Kerala Mural Paintings
are traditional creations of fine art and craftsmanship that require exceptional skill and patience. They bear the beauty of aesthetics with a touch of uniqueness. Mural painting translates to an artwork where the surface used is a wall, where the wall is prepared using traditional methods, and the artwork is painted directly onto the wall. Among traditional mural paintings, Kerala mural paintings stand out for their richness and finesse.

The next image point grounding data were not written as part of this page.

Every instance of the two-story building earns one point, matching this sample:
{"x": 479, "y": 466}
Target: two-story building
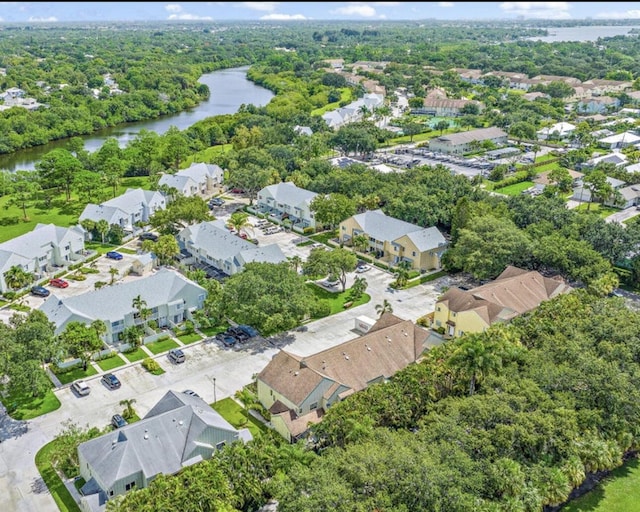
{"x": 180, "y": 430}
{"x": 42, "y": 250}
{"x": 134, "y": 206}
{"x": 197, "y": 180}
{"x": 287, "y": 201}
{"x": 171, "y": 298}
{"x": 511, "y": 294}
{"x": 394, "y": 240}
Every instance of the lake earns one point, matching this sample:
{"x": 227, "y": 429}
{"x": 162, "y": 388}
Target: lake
{"x": 229, "y": 88}
{"x": 585, "y": 33}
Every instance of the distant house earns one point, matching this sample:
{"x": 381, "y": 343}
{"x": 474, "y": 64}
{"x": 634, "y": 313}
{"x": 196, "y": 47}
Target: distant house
{"x": 179, "y": 431}
{"x": 42, "y": 250}
{"x": 212, "y": 244}
{"x": 511, "y": 294}
{"x": 171, "y": 297}
{"x": 559, "y": 130}
{"x": 135, "y": 205}
{"x": 460, "y": 143}
{"x": 197, "y": 180}
{"x": 286, "y": 201}
{"x": 394, "y": 240}
{"x": 298, "y": 390}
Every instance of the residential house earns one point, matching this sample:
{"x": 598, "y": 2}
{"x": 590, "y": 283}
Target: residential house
{"x": 560, "y": 130}
{"x": 286, "y": 201}
{"x": 462, "y": 142}
{"x": 394, "y": 240}
{"x": 42, "y": 250}
{"x": 197, "y": 180}
{"x": 170, "y": 296}
{"x": 211, "y": 244}
{"x": 179, "y": 431}
{"x": 511, "y": 294}
{"x": 298, "y": 390}
{"x": 597, "y": 105}
{"x": 134, "y": 206}
{"x": 619, "y": 140}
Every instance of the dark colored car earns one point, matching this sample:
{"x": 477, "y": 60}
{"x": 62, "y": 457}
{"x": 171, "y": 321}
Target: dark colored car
{"x": 40, "y": 291}
{"x": 111, "y": 381}
{"x": 118, "y": 421}
{"x": 149, "y": 236}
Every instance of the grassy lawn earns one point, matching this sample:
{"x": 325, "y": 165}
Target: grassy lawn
{"x": 190, "y": 338}
{"x": 338, "y": 299}
{"x": 21, "y": 406}
{"x": 212, "y": 331}
{"x": 602, "y": 211}
{"x": 231, "y": 411}
{"x": 110, "y": 363}
{"x": 345, "y": 95}
{"x": 76, "y": 373}
{"x": 619, "y": 492}
{"x": 56, "y": 487}
{"x": 515, "y": 189}
{"x": 136, "y": 355}
{"x": 161, "y": 346}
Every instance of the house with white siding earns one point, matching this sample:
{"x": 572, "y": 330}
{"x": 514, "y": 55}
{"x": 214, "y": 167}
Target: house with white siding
{"x": 179, "y": 431}
{"x": 42, "y": 250}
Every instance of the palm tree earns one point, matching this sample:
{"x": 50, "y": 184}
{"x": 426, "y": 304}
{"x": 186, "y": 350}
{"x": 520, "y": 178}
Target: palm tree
{"x": 383, "y": 308}
{"x": 128, "y": 403}
{"x": 17, "y": 277}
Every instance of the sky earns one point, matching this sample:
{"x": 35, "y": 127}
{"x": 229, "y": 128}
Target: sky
{"x": 283, "y": 11}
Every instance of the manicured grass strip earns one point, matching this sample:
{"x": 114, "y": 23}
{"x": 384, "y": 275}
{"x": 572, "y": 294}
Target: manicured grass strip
{"x": 515, "y": 189}
{"x": 25, "y": 407}
{"x": 56, "y": 486}
{"x": 619, "y": 492}
{"x": 136, "y": 355}
{"x": 231, "y": 411}
{"x": 161, "y": 346}
{"x": 190, "y": 338}
{"x": 337, "y": 300}
{"x": 76, "y": 373}
{"x": 110, "y": 363}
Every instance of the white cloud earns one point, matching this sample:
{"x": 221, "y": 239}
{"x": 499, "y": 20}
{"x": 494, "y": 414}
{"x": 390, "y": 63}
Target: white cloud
{"x": 366, "y": 11}
{"x": 261, "y": 6}
{"x": 37, "y": 18}
{"x": 634, "y": 13}
{"x": 187, "y": 16}
{"x": 283, "y": 17}
{"x": 547, "y": 10}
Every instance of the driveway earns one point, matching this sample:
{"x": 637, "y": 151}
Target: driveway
{"x": 20, "y": 485}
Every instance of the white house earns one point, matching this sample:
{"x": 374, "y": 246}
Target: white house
{"x": 135, "y": 205}
{"x": 197, "y": 180}
{"x": 170, "y": 296}
{"x": 41, "y": 250}
{"x": 285, "y": 200}
{"x": 180, "y": 430}
{"x": 211, "y": 244}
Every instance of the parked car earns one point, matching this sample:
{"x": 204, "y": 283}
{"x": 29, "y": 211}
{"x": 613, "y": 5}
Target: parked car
{"x": 149, "y": 236}
{"x": 111, "y": 381}
{"x": 177, "y": 356}
{"x": 81, "y": 388}
{"x": 250, "y": 331}
{"x": 40, "y": 291}
{"x": 118, "y": 421}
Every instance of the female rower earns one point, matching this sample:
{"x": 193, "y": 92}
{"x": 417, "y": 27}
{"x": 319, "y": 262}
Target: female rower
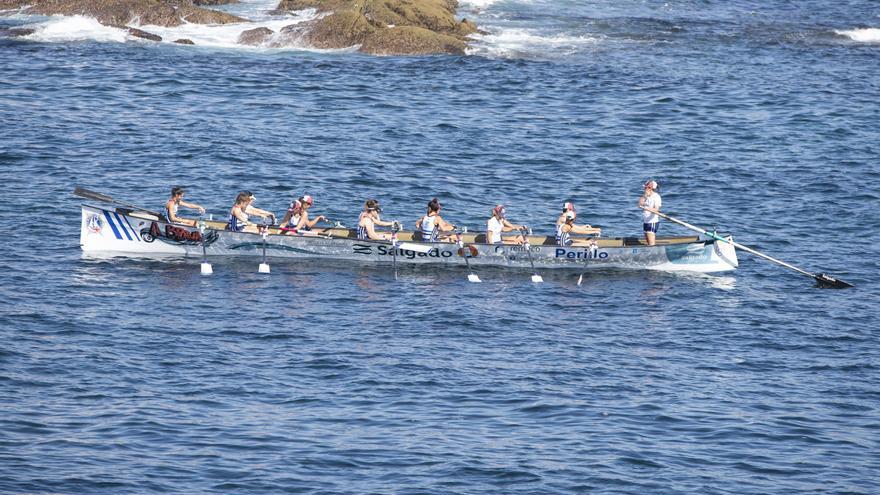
{"x": 238, "y": 215}
{"x": 368, "y": 220}
{"x": 297, "y": 216}
{"x": 177, "y": 200}
{"x": 497, "y": 224}
{"x": 565, "y": 226}
{"x": 650, "y": 202}
{"x": 432, "y": 223}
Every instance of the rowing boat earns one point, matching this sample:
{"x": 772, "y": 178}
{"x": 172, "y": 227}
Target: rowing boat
{"x": 132, "y": 232}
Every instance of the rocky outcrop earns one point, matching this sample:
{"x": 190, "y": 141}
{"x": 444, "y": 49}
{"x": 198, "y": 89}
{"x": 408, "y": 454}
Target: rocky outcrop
{"x": 255, "y": 37}
{"x": 138, "y": 33}
{"x": 383, "y": 27}
{"x": 122, "y": 12}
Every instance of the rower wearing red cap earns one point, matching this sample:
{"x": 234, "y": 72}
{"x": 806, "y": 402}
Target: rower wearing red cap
{"x": 497, "y": 224}
{"x": 297, "y": 216}
{"x": 650, "y": 202}
{"x": 565, "y": 226}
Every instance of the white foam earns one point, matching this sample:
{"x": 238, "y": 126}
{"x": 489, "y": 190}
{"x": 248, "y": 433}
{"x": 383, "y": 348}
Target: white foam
{"x": 225, "y": 35}
{"x": 866, "y": 35}
{"x": 75, "y": 28}
{"x": 525, "y": 42}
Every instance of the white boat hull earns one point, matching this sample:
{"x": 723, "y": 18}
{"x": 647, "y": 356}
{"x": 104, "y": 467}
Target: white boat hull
{"x": 111, "y": 231}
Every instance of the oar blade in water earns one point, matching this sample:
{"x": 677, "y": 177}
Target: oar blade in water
{"x": 832, "y": 283}
{"x": 417, "y": 248}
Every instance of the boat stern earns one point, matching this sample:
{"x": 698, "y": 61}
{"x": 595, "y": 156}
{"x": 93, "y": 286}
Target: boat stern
{"x": 108, "y": 230}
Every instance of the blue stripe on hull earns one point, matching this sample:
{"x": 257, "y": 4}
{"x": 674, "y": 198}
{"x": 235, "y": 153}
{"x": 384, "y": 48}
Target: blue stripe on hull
{"x": 112, "y": 225}
{"x": 122, "y": 226}
{"x": 132, "y": 228}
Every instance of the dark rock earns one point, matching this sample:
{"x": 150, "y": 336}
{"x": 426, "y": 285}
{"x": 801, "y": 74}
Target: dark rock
{"x": 411, "y": 40}
{"x": 255, "y": 37}
{"x": 138, "y": 33}
{"x": 382, "y": 27}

Kerala mural paintings take utmost dedication to the craft and is considered as a worship by many. The beauty of temples and palaces of Kerala emanates from the sculptures and paintings of ancient Gods and Goddesses. Unparalleled synonym for ethereal beauty, Kerala mural paintings form a rich and eminent part of our tradition. Kerala mural paintings were common during the 8th century to 18th century. Traditionally the pigments and brushes used were obtained from natural resources like minerals and plants. Pigments used in the murals of Kerala traditionally were red, yellow, green, black and white (white wasn’t used separately as the wall would be prepared in white color and the elements of white would be left as it was).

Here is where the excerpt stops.